To do that, they biopsied stem cells from the testicles of a 31-year-old man with non-obstructive azoospermia and grew as many new stem cells as they could in the lab. They then used these cells to 3D-print a structure similar to the seminiferous tubules, structures within the testes where sperm are born.
The researchers kept the seminiferous tubules nourished with the hormones, nutrients, and other chemicals they needed to stay happy and grow. After about two weeks, the cells flourished, much to Flannigan and his team’s surprise. While they didn't form single-and-ready-to-mingle sperm, they were able to advance into stages that are nearly partway through the multi-stepped creation process.
The next step, of course, is to get these 3D-printed testicular cells to make sperm. Once achieved, Flannigan is hopeful they can be used to help provide insight into treating male infertility. Doctors might even use them directly during assisted reproductive procedures like in vitro fertilization (IVF).
These 3D printed cells might also be able to help male cancer patients preserve their fertility before undergoing aggressive treatment.
“Pediatric cancer patients who undergo chemotherapy or radiation therapy undergo that before they hit puberty,” said Flannigan. “Some of them will regenerate sperm if they recover from treatment and their testes recover. But a big proportion of them won't recover and won’t have any opportunities to have biological children of their own.”

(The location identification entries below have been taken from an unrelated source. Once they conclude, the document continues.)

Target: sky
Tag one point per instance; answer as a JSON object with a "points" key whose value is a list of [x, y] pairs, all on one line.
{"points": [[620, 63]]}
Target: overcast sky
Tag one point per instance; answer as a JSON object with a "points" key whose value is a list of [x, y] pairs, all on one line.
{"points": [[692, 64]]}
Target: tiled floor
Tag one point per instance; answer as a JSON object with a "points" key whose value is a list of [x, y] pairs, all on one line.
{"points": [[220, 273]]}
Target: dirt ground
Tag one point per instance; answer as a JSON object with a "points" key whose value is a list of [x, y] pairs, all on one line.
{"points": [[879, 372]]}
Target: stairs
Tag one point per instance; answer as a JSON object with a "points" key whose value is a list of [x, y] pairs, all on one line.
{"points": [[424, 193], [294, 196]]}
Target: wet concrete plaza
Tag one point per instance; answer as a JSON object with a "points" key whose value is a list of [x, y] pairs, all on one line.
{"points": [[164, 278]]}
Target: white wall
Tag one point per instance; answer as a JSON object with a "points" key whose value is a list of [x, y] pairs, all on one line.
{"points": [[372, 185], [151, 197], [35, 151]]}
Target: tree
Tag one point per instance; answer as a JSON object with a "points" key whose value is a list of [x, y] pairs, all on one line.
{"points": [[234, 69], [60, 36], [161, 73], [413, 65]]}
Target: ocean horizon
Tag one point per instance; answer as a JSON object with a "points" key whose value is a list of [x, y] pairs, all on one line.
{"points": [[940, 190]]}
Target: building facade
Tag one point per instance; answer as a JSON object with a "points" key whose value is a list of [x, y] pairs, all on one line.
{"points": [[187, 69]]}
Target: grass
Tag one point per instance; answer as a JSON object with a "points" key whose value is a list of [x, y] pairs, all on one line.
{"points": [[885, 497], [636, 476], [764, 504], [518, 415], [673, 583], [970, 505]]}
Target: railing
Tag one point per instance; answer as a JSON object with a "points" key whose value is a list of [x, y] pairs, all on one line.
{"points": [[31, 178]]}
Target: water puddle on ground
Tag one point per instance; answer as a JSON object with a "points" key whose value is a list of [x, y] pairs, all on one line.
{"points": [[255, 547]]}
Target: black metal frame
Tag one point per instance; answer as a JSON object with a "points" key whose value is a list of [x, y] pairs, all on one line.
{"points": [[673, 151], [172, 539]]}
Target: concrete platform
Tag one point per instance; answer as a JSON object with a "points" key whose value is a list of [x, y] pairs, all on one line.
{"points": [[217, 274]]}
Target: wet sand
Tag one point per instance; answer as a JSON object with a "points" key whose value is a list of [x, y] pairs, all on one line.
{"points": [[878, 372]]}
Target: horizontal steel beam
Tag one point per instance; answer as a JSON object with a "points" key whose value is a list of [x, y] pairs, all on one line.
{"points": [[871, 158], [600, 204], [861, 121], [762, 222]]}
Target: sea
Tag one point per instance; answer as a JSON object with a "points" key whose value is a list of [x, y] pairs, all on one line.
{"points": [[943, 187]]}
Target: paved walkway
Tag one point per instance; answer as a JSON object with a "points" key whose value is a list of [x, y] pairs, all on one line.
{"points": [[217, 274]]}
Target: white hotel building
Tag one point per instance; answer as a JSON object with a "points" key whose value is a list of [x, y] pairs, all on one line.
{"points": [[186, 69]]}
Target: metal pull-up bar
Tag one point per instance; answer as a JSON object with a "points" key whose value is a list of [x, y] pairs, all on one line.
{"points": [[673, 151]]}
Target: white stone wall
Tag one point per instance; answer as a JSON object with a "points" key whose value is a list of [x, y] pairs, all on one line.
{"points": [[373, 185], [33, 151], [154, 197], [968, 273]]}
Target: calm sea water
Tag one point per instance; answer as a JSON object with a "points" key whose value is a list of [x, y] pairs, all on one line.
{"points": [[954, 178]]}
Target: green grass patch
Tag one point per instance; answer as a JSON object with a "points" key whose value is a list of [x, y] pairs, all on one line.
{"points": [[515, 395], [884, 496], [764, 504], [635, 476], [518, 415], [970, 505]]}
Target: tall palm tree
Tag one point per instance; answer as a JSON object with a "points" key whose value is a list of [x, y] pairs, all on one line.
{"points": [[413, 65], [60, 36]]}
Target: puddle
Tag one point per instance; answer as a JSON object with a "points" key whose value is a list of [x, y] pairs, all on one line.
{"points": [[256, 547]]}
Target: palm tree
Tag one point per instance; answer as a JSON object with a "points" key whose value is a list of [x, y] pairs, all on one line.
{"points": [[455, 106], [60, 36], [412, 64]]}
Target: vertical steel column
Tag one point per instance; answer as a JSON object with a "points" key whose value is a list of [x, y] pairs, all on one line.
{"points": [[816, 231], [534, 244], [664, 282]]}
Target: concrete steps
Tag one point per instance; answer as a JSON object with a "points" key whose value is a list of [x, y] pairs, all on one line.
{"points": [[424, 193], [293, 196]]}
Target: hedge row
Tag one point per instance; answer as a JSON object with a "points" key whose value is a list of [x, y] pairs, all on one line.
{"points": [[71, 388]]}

While there’s no technology available yet to develop stem cells into fully mature, functional sperm, Flannigan said harvesting and freezing a cancer patient’s stem cells before treatment will at least give them a fighting chance for the future.
“The field of regenerative medicine and using approaches like this is probably going to have a bigger presence in the future,” he said. “It’s all fairly early on in development and there’s a lot of people doing parallel research in other organ and disease systems [but] it’s an exciting field to watch out for.”